Surprisingly, both boys rose to the occasion, paid attention in class and learned from their mistakes. Now they are getting high marks on their papers which I attribute to their use of metaphor and allusion along with their newly found grammar skills.

It takes a lifetime to pick up poetic knowledge, it takes a semester to pick up grammar.
Things are easier in my life now than when my older boys were small. I can do grammar and continue with our heavy emphasis on Bible, literature, history and poetry but if I had to err, I have concluded that I would err on the poetic side.

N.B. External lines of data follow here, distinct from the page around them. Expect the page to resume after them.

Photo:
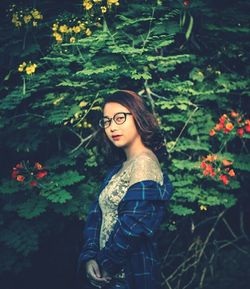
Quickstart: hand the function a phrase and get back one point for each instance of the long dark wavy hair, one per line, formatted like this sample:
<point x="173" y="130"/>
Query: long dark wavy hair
<point x="146" y="124"/>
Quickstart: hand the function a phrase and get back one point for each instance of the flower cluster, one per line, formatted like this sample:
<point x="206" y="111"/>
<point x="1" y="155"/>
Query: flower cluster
<point x="25" y="17"/>
<point x="71" y="32"/>
<point x="99" y="5"/>
<point x="233" y="123"/>
<point x="216" y="167"/>
<point x="29" y="68"/>
<point x="80" y="117"/>
<point x="24" y="173"/>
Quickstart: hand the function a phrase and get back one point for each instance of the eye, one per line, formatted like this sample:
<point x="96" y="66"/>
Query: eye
<point x="120" y="118"/>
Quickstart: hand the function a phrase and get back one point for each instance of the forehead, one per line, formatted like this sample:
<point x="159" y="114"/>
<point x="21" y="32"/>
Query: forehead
<point x="112" y="108"/>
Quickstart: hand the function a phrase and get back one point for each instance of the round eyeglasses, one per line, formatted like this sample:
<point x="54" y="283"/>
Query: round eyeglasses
<point x="119" y="118"/>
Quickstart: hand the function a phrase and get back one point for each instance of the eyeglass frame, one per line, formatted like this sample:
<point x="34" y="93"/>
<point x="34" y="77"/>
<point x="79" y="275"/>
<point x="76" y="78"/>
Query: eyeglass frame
<point x="113" y="118"/>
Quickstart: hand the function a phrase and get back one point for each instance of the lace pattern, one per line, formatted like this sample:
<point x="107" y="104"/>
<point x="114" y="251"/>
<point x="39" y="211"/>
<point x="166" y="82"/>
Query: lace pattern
<point x="142" y="167"/>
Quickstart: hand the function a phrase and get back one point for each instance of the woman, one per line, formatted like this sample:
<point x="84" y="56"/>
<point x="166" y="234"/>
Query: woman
<point x="120" y="249"/>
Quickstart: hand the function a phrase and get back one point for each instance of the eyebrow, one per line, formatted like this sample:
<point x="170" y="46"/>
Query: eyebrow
<point x="116" y="113"/>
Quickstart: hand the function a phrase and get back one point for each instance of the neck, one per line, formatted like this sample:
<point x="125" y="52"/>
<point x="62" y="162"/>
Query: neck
<point x="135" y="149"/>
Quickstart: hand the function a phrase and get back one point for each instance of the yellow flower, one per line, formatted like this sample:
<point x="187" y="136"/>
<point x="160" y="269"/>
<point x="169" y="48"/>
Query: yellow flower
<point x="88" y="32"/>
<point x="87" y="4"/>
<point x="21" y="67"/>
<point x="76" y="29"/>
<point x="36" y="14"/>
<point x="27" y="18"/>
<point x="55" y="27"/>
<point x="63" y="28"/>
<point x="30" y="69"/>
<point x="110" y="2"/>
<point x="83" y="103"/>
<point x="57" y="36"/>
<point x="82" y="26"/>
<point x="203" y="208"/>
<point x="104" y="9"/>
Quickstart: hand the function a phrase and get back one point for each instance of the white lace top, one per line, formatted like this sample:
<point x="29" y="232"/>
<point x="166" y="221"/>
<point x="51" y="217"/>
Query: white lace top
<point x="144" y="166"/>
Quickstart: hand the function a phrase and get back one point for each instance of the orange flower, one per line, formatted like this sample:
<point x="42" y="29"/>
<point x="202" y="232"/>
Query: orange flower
<point x="203" y="165"/>
<point x="19" y="166"/>
<point x="38" y="166"/>
<point x="219" y="126"/>
<point x="224" y="179"/>
<point x="33" y="183"/>
<point x="226" y="163"/>
<point x="247" y="128"/>
<point x="41" y="174"/>
<point x="212" y="132"/>
<point x="20" y="178"/>
<point x="211" y="158"/>
<point x="223" y="118"/>
<point x="14" y="173"/>
<point x="231" y="173"/>
<point x="234" y="114"/>
<point x="229" y="126"/>
<point x="240" y="132"/>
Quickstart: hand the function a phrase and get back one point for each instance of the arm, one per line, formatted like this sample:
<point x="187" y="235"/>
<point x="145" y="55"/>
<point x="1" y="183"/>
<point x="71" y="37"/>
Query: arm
<point x="91" y="233"/>
<point x="137" y="220"/>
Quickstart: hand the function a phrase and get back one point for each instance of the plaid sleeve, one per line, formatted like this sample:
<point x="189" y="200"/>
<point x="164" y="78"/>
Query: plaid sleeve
<point x="91" y="233"/>
<point x="136" y="220"/>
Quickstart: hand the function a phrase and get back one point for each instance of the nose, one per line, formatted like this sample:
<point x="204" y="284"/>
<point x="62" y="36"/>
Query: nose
<point x="112" y="126"/>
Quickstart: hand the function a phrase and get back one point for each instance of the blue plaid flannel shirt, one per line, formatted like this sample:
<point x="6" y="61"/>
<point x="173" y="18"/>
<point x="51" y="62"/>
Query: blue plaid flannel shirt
<point x="132" y="242"/>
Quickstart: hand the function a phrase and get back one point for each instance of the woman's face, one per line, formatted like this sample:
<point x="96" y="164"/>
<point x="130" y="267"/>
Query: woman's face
<point x="121" y="135"/>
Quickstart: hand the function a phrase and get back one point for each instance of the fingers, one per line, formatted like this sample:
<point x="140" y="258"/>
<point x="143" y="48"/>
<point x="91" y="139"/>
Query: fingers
<point x="94" y="275"/>
<point x="96" y="270"/>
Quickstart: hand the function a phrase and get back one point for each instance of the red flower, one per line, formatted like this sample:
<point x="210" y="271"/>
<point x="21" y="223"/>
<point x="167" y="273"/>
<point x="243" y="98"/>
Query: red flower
<point x="19" y="166"/>
<point x="247" y="128"/>
<point x="20" y="178"/>
<point x="234" y="113"/>
<point x="38" y="166"/>
<point x="231" y="173"/>
<point x="227" y="163"/>
<point x="41" y="174"/>
<point x="240" y="132"/>
<point x="33" y="183"/>
<point x="203" y="165"/>
<point x="224" y="179"/>
<point x="212" y="132"/>
<point x="14" y="173"/>
<point x="219" y="126"/>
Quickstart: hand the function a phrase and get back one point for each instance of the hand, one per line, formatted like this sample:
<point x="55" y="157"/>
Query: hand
<point x="94" y="275"/>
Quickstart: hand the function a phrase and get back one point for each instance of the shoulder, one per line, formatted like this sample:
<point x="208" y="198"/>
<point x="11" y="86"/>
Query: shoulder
<point x="145" y="167"/>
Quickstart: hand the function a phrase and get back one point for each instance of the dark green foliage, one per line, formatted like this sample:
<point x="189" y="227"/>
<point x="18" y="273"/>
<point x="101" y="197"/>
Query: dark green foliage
<point x="188" y="63"/>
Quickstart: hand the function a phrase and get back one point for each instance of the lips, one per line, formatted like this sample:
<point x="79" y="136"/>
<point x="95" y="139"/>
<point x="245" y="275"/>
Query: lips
<point x="116" y="137"/>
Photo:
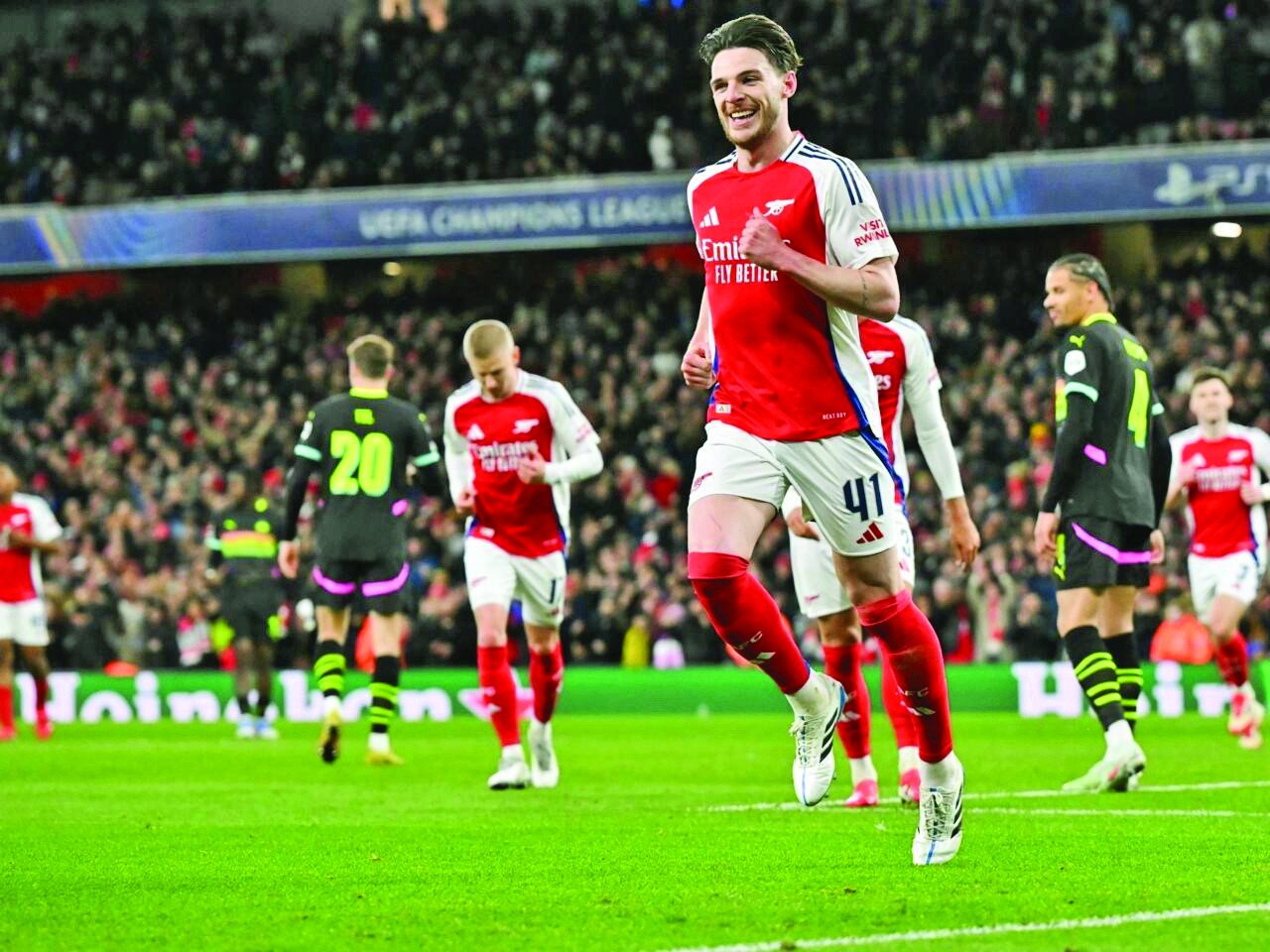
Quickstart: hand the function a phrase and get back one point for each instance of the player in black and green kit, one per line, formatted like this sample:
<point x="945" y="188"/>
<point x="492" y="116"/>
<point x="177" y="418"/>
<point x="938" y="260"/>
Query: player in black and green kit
<point x="1098" y="517"/>
<point x="363" y="447"/>
<point x="244" y="547"/>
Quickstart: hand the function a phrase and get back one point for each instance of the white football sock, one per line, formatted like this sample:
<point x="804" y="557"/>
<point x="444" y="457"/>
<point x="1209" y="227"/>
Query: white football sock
<point x="907" y="760"/>
<point x="1119" y="739"/>
<point x="945" y="774"/>
<point x="810" y="698"/>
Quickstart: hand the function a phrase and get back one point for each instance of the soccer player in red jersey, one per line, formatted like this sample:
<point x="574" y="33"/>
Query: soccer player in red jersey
<point x="27" y="530"/>
<point x="515" y="442"/>
<point x="903" y="368"/>
<point x="797" y="253"/>
<point x="1216" y="468"/>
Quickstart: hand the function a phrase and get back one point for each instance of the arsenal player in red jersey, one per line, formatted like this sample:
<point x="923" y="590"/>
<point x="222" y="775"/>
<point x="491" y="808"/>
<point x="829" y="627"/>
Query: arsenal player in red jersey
<point x="515" y="442"/>
<point x="797" y="252"/>
<point x="1216" y="468"/>
<point x="27" y="530"/>
<point x="903" y="368"/>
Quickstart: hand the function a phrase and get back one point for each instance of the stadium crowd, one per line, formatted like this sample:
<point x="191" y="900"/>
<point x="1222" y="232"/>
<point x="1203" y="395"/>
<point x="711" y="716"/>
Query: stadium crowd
<point x="128" y="414"/>
<point x="232" y="103"/>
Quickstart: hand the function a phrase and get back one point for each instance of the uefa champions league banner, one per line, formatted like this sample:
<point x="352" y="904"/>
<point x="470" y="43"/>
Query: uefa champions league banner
<point x="1029" y="689"/>
<point x="1069" y="186"/>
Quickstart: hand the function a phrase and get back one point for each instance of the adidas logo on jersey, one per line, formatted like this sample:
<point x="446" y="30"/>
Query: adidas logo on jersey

Poetic knowledge feeds the soul. It makes you a better writer. It gives you hooks on which to place everything else you learn in life; without those hooks we lose much of what we learn. Poetic knowledge paves the path of wisdom. It helps you relate to other people. It helps you to understand that there are consequences. It makes you look smart.

Our society has replaced poetic knowledge with pop culture. True poetic knowledge is an antidote to pop culture. It even allows you to participate in some forms of pop culture with some level of immunity.

The Bible says that the knowledge of the God is the beginning of wisdom. If you are teaching your children to read and love the Bible and memorize it, you have a head start on poetic knowledge.

This brings me back to my new homeschooling priorities:

Reading & MT (poetic knowledge), Latin, Math & Grammar (skills) but the greatest of these is poetic knowledge.